Moolooite is a rare blue-green mineral, a hydrated copper oxalate with an orthorhombic crystalline structure. It is a mineral with the formula Cu++(C2O4)·n(H2O) (n<1) (copper oxalate hydrate). It was named for the original locality on Mooloo Station, Australia.
It is a naturally occurring hydrated copper oxalate from Western Australia It was discovered by Richard M Clarke and Ian R Williams in Bunbury Well, Mooloo Downs station, Murchison, Western Australia in 1986.

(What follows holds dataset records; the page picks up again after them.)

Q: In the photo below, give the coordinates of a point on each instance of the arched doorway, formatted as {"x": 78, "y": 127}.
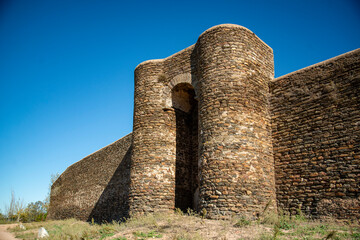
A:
{"x": 186, "y": 175}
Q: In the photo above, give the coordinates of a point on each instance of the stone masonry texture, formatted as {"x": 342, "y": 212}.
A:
{"x": 89, "y": 188}
{"x": 213, "y": 131}
{"x": 316, "y": 137}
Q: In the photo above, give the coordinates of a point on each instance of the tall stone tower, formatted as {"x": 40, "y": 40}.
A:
{"x": 202, "y": 136}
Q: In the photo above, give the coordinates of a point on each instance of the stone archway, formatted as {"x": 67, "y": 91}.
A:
{"x": 186, "y": 174}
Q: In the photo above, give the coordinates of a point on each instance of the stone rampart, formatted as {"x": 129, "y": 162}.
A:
{"x": 213, "y": 131}
{"x": 96, "y": 187}
{"x": 316, "y": 137}
{"x": 202, "y": 127}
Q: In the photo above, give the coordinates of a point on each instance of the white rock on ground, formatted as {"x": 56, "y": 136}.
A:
{"x": 43, "y": 233}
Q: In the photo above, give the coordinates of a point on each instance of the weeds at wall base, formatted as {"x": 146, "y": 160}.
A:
{"x": 192, "y": 226}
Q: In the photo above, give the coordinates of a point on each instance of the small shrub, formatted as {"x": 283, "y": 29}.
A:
{"x": 242, "y": 222}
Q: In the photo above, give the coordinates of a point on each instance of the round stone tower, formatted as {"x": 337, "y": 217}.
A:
{"x": 201, "y": 135}
{"x": 235, "y": 152}
{"x": 153, "y": 166}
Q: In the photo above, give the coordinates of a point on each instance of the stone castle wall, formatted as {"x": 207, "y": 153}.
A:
{"x": 316, "y": 137}
{"x": 213, "y": 130}
{"x": 228, "y": 160}
{"x": 90, "y": 188}
{"x": 236, "y": 163}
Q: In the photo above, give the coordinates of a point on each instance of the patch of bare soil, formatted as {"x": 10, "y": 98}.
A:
{"x": 4, "y": 234}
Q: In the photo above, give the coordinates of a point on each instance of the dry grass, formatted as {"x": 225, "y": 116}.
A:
{"x": 179, "y": 226}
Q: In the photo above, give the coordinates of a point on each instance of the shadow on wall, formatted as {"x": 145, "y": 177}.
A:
{"x": 113, "y": 203}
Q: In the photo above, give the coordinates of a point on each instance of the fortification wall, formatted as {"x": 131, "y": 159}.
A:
{"x": 95, "y": 187}
{"x": 316, "y": 137}
{"x": 236, "y": 161}
{"x": 221, "y": 143}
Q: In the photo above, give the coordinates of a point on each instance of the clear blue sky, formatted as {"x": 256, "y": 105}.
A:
{"x": 66, "y": 67}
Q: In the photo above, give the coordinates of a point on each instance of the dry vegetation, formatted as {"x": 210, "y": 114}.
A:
{"x": 181, "y": 226}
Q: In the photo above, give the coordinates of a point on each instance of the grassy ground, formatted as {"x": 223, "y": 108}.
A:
{"x": 180, "y": 226}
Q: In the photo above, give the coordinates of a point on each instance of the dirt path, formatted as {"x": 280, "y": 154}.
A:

- Category: Oxalate mineral
- Formula: (repeating unit) Cu(C2O4)·0.4H2O
- Strunz classification: 10.AB.15
- Crystal system: Orthorhombic
- Crystal class: Dipyramidal (mmm)
Moolooite – a rare blue-green mineral
It has an orthorhombic crystalline structure and is formed by the interaction of bird guano with weathering copper sulfides. It is used in plastics to color them blueish-green.
- Color: Blue, Green.
- Density: 3.43
- Diaphaneity: Transparent
- Habit: Microscopic Crystals – Crystals visible only with microscopes.
- Luster: Earthy (Dull
- Streak: light blue
On an outcrop of quartz, thought to have formed by the reaction between bird guano and soluble secondary copper minerals (Mooloo Station, Australia); in a mine shaft near tree roots (Sainte-Marie-aux-Mines, France). It occurs as micro-concretionary crusts and powder in cracks and solution cavities resulting from sulfide oxidation.
A second occurrence is reported from the Sainte-Marie-aux-Mines silver mining district of Vosges Mountains, France.
Association: Opaline silica, sampleite, libethenite, brochantite, antlerite, atacamite, whewellite, chalcopyrite, digenite, covellite, gypsum, barite, jarosite (Mooloo Station, Australia).